Quel est donc le meilleur moyen de protéger la population contre la COVID-19 ? Il est évident que le niveau de protection (couverture vaccinale x efficacité) devra être élevé, et ce, pour toutes les tranches d’âges. Selon Salisbury, il serait inadéquat de ne vacciner que les groupes jugés à risque, comme beaucoup de gouvernements le prévoient. Le seul moyen d’enrayer la propagation du virus est de vacciner quiconque est susceptible de transmettre l’infection.
Pourtant, la plupart des objectifs annoncés tendent vers une protection individuelle et non vers l’interruption de la transmission. Kate Bingham, qui dirige le groupe de travail sur les vaccins au Royaume-Uni, a d’ores et déjà déclaré ce mois-ci que la vaccination contre la COVID-19 serait ciblée : « Nous avons juste besoin de vacciner toutes les personnes à risque. Il n’y aura pas de vaccination des personnes de moins de 18 ans ». Elle ajoute que le vaccin sera réservé aux personnes de plus de 50 ans, aux agents de santé, aux personnels de soins à domicile et aux personnes vulnérables. Malgré les millions de doses de vaccin prévues, moins de la moitié de la population britannique peut donc s’attendre à être vaccinée contre la maladie.
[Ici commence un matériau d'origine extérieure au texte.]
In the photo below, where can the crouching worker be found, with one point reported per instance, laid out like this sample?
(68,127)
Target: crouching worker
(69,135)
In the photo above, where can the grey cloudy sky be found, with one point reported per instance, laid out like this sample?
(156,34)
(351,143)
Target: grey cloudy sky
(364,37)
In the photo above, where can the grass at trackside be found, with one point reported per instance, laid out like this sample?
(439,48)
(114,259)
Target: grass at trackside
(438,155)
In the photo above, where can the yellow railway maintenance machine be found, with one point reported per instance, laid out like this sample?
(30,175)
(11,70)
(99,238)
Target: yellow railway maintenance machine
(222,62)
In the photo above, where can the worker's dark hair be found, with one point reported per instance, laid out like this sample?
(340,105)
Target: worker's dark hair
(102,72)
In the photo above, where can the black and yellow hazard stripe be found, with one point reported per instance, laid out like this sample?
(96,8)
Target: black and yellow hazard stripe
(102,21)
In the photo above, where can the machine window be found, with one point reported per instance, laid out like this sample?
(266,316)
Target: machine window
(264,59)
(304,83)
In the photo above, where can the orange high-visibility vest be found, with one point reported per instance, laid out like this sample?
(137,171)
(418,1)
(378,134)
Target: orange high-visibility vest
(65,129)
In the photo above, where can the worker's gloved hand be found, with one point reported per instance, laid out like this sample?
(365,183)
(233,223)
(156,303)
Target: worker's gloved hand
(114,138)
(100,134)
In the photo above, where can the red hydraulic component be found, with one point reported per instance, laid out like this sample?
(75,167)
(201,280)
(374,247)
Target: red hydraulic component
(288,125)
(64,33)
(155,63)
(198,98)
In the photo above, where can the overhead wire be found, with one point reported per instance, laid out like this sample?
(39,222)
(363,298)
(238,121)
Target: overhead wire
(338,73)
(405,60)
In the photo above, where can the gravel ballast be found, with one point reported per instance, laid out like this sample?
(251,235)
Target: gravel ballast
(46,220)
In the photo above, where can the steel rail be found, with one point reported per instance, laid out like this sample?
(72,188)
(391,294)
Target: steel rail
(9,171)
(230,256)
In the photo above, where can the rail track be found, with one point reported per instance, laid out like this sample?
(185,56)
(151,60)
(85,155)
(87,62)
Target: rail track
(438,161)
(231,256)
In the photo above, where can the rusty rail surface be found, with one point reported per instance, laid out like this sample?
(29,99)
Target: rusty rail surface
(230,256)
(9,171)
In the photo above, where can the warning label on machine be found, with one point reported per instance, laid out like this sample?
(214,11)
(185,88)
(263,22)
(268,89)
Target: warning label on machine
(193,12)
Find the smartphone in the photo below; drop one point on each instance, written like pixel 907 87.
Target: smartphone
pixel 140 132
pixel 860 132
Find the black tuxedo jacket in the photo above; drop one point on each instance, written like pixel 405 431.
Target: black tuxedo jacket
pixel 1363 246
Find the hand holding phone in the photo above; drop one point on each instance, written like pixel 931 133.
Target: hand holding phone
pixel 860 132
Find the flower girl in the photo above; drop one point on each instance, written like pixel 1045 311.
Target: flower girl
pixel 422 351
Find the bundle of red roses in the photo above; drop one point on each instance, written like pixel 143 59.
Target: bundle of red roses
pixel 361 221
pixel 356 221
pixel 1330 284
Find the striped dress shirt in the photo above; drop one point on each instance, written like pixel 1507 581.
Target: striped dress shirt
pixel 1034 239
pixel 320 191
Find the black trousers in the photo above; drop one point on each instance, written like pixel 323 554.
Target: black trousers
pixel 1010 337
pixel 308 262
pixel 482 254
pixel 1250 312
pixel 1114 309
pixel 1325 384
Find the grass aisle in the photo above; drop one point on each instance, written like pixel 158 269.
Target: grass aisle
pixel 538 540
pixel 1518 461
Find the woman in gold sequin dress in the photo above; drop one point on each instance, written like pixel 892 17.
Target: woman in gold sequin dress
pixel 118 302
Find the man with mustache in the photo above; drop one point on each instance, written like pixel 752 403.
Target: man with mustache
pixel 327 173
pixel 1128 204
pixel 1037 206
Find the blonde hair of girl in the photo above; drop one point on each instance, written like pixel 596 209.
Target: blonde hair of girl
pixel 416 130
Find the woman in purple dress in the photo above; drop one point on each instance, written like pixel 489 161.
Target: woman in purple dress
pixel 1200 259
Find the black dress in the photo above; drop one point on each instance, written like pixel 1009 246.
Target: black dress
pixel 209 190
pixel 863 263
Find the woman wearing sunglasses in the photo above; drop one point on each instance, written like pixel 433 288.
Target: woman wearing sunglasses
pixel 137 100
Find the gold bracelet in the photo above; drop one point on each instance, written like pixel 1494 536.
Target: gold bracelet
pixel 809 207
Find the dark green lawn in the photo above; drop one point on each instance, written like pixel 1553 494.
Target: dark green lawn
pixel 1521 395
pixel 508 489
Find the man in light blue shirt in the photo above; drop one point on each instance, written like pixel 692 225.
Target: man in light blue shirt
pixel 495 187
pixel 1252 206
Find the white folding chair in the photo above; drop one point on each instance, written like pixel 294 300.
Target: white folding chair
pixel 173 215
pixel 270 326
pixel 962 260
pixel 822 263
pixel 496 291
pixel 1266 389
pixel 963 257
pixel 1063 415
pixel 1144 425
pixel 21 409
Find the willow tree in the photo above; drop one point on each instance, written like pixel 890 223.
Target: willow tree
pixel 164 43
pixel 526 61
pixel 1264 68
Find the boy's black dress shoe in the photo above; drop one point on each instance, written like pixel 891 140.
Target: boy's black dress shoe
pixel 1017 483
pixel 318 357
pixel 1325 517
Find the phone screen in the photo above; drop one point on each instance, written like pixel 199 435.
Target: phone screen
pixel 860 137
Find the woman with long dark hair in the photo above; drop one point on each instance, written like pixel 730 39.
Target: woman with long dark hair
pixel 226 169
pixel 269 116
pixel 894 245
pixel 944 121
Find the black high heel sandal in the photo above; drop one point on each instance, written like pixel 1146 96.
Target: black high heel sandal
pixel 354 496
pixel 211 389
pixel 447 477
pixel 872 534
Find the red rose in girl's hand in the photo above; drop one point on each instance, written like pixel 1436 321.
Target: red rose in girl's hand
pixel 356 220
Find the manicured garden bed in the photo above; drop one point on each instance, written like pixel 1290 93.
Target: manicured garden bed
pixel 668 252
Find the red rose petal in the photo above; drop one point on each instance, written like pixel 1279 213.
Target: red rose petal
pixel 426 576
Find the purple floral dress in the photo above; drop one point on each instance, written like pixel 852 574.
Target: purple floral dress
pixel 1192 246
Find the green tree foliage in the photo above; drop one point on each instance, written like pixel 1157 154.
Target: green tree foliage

David Salisbury est donc très sceptique quant à la stratégie envisagée par le gouvernement britannique, qui selon lui, ne permettra en aucun cas un retour « à la normale ». Et même si certains pays optent pour une stratégie d’interruption de la transmission, cela ne sera pas si simple. L’expert souligne en effet que tout reposera sur le succès de la campagne de vaccination : les personnes considérées comme peu vulnérables depuis le début de la pandémie, notamment les jeunes, seront peut-être difficiles à convaincre. Accepteront-ils de se faire vacciner, non pas pour eux, mais pour protéger les personnes les plus à risque ?
Le gros problème que souhaite mettre en exergue Salisbury, c’est qu’au Royaume-Uni, comme partout ailleurs, le gouvernement a tendance à présenter le futur vaccin anti-COVID-19 comme le Messie. Si les populations acceptent les mesures restrictives (distanciation, confinement, travail à domicile, fermetures d’établissements, etc.) depuis plusieurs mois, c’est aussi parce qu’on leur donne l’espoir que tout cela ne sera plus qu’un mauvais souvenir une fois le « vaccin-providence » enfin disponible. En alimentant de tels faux espoirs, les politiciens risquent surtout de perdre la confiance de leurs citoyens (déjà largement ébranlée par la crise sanitaire). « Si l’espoir et l’optimisme sont indispensables en ces temps sombres, il est important d’être transparent. Nous devons communiquer le message clair que si la vaccination ciblée peut offrir une certaine protection, elle ne livrera pas la vie telle que nous la connaissions », conclut Salsbury.